A blanket lay draped over the backs and seats of each of the two armchairs and the couch that crowded the front room. The coffee table had a crocheted table runner, as did the side tables, the kitchen table, the shelves mounted under the windows, and—Hanson quickly discovered—the bedroom dresser. None of them matched. But all were, to his cursory glance, well-crafted and made by someone with skill. And drenched in Febreeze. The kind with Fresh Linen scent that pretended to remove smells by shouting them down.

Once again, Miranda had neglected to disclose important personal information. Nowhere in her profile did she mention the hobby, nor did she carry around yarn and hooks like so many hobbyists did. He thought he'd developed a good impression of who she was, and now there was this.

To his surprise, he wasn't surprised. Inasmuch as he'd given Miranda's character any deep thought, what he saw here was her: Desperate for comfort, with too much time on her hands, and the patience to keep trying until she succeeded.

"Come on," he stated, pulling her through the front door, and trying not to cough at the smell.

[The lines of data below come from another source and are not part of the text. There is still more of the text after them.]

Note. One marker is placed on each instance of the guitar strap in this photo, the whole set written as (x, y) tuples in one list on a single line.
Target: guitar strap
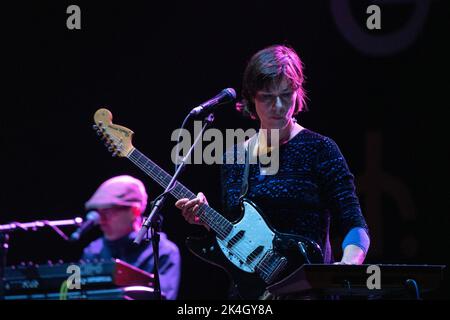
[(245, 182)]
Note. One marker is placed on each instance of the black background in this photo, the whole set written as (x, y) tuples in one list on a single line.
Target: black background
[(150, 63)]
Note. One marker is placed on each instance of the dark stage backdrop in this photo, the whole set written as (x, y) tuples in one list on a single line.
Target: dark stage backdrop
[(380, 94)]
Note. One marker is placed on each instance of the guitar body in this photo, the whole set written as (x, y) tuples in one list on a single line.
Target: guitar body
[(254, 255)]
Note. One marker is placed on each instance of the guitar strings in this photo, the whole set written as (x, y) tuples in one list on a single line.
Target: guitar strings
[(135, 159), (162, 181)]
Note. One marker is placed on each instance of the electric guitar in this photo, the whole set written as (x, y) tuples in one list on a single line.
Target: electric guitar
[(252, 253)]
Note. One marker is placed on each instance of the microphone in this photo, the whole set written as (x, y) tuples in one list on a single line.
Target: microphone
[(227, 95), (92, 219)]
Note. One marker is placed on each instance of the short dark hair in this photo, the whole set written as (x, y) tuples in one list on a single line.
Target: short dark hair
[(269, 66)]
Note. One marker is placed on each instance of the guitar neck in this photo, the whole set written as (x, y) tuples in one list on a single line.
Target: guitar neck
[(210, 216)]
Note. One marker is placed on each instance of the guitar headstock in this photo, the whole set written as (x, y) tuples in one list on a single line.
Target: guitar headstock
[(117, 138)]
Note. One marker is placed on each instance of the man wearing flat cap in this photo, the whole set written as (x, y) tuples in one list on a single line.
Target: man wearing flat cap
[(120, 201)]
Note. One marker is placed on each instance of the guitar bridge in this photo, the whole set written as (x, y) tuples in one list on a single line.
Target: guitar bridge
[(271, 266)]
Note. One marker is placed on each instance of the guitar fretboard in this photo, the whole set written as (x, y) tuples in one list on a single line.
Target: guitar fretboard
[(208, 215)]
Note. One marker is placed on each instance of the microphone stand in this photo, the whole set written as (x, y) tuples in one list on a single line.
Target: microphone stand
[(4, 237), (153, 222)]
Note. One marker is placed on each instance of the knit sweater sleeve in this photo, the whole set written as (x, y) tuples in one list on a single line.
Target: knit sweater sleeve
[(337, 188)]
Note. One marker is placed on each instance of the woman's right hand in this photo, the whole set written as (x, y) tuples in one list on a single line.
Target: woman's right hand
[(189, 209)]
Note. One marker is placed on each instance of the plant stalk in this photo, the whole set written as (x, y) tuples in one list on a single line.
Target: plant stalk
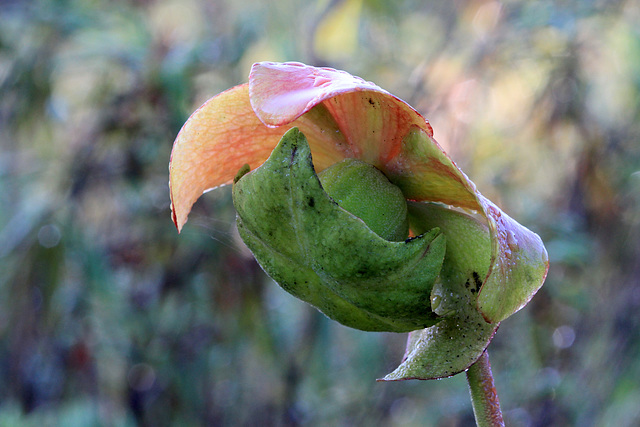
[(484, 398)]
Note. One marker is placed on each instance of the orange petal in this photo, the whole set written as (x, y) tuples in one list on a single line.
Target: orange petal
[(377, 127), (215, 142), (224, 134)]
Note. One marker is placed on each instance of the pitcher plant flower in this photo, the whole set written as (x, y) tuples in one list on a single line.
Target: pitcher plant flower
[(348, 202)]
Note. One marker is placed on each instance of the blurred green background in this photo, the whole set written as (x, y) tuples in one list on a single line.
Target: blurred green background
[(108, 317)]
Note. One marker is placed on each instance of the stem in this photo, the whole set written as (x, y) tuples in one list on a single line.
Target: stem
[(484, 398)]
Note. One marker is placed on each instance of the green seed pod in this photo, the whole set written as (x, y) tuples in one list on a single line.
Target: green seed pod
[(327, 256), (363, 190)]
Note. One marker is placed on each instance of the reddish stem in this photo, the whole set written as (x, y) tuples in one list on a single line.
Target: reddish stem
[(484, 398)]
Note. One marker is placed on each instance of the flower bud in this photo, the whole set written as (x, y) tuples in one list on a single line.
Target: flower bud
[(327, 256), (363, 190)]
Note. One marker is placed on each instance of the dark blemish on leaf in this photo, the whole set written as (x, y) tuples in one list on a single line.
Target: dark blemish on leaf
[(476, 278)]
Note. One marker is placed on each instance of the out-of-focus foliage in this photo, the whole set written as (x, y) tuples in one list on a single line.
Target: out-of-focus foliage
[(108, 317)]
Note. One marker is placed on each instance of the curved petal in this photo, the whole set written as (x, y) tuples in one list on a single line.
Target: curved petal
[(518, 269), (224, 134), (378, 127)]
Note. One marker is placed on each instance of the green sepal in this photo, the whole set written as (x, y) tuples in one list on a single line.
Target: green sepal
[(328, 257), (455, 343)]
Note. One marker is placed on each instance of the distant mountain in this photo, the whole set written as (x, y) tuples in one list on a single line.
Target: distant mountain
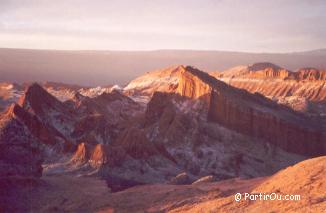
[(93, 68), (303, 90)]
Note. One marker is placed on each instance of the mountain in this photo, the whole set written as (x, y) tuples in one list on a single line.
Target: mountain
[(305, 179), (11, 92), (173, 126), (303, 90), (93, 68)]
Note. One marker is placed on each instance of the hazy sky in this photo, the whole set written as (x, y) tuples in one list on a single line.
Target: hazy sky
[(236, 25)]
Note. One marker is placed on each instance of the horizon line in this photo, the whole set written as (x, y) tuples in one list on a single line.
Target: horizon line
[(157, 50)]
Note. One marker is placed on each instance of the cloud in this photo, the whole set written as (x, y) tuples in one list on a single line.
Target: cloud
[(280, 25)]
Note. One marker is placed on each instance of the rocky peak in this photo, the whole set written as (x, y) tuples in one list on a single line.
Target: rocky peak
[(37, 99), (264, 66), (310, 74)]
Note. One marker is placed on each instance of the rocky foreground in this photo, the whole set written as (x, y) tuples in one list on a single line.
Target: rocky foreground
[(169, 137), (89, 194)]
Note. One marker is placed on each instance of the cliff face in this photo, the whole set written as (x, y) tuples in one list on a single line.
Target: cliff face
[(254, 115), (303, 90), (19, 152)]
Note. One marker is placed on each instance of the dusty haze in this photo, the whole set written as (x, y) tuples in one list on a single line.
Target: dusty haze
[(92, 68)]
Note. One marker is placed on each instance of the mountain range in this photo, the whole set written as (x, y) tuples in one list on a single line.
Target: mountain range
[(177, 126)]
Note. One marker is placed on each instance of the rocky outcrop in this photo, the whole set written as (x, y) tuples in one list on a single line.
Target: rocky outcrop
[(181, 179), (254, 115), (203, 180), (303, 90), (19, 150)]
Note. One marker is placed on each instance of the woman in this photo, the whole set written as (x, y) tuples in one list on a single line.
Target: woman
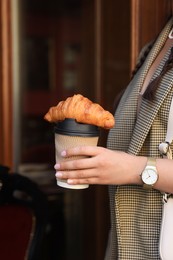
[(141, 124)]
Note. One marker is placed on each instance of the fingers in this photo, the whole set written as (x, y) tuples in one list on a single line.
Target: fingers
[(78, 177)]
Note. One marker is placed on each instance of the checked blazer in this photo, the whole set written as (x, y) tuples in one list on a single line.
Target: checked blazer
[(136, 213)]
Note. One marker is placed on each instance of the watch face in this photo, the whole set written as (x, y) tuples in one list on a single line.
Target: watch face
[(149, 176)]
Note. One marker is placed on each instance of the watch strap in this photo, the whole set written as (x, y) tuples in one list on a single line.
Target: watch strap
[(151, 161)]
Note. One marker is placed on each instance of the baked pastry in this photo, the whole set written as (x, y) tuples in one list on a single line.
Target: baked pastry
[(82, 110)]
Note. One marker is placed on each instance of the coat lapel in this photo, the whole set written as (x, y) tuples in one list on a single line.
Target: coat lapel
[(148, 109)]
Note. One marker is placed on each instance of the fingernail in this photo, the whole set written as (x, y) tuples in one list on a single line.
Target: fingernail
[(63, 153), (69, 181), (58, 174)]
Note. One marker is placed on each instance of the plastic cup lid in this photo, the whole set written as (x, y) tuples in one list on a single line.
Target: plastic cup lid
[(71, 127)]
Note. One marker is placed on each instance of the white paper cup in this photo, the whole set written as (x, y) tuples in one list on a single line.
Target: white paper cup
[(70, 134)]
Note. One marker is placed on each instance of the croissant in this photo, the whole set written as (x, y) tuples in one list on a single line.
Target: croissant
[(82, 110)]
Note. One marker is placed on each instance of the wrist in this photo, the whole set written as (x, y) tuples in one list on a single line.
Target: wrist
[(138, 164)]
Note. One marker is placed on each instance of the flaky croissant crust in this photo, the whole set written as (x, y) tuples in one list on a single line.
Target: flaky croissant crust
[(82, 110)]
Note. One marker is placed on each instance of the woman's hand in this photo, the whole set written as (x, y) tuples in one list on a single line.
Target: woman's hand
[(101, 166)]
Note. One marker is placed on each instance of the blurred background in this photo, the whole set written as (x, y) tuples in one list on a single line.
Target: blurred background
[(51, 50)]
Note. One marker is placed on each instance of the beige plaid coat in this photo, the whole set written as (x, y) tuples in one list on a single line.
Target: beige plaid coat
[(135, 212)]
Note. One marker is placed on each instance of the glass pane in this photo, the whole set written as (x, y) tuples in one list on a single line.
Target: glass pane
[(55, 45)]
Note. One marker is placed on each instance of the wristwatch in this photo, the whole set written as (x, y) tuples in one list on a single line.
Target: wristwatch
[(149, 175)]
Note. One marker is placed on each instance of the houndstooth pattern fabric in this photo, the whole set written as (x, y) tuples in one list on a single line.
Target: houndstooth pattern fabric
[(135, 212)]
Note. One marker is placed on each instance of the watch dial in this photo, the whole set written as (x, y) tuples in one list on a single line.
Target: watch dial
[(149, 176)]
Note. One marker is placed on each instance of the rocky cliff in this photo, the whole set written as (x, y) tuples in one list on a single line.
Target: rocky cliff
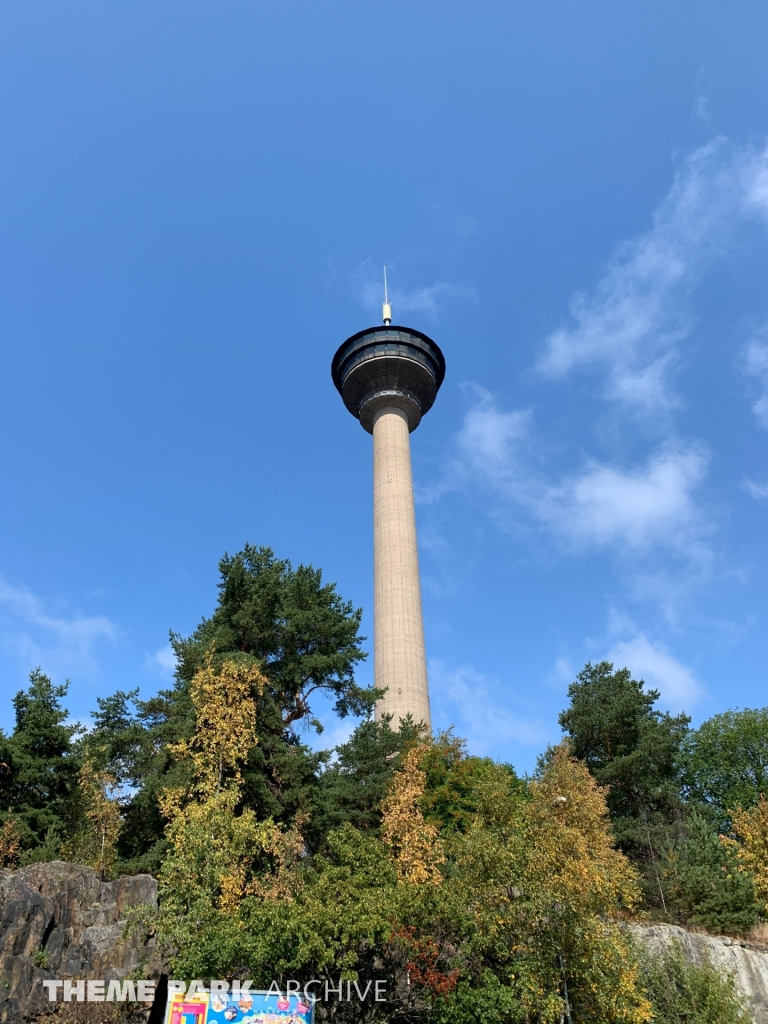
[(60, 921), (748, 964)]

Though Miranda was still capable of walking under her own power, she had lost the ability to stay upright without support—and that meant Hanson had felt compelled to escort her on the cab ride and then up to the 10th floor apartment where she lived.

At least this one had an elevator.

Miranda giggled, then released a long, easy sigh. "Such a night," she murmured. "D'you ever … ever …" She thrust out a finger, as if to emphasize a point, only to get distracted at its movement and trail off on a third "ever."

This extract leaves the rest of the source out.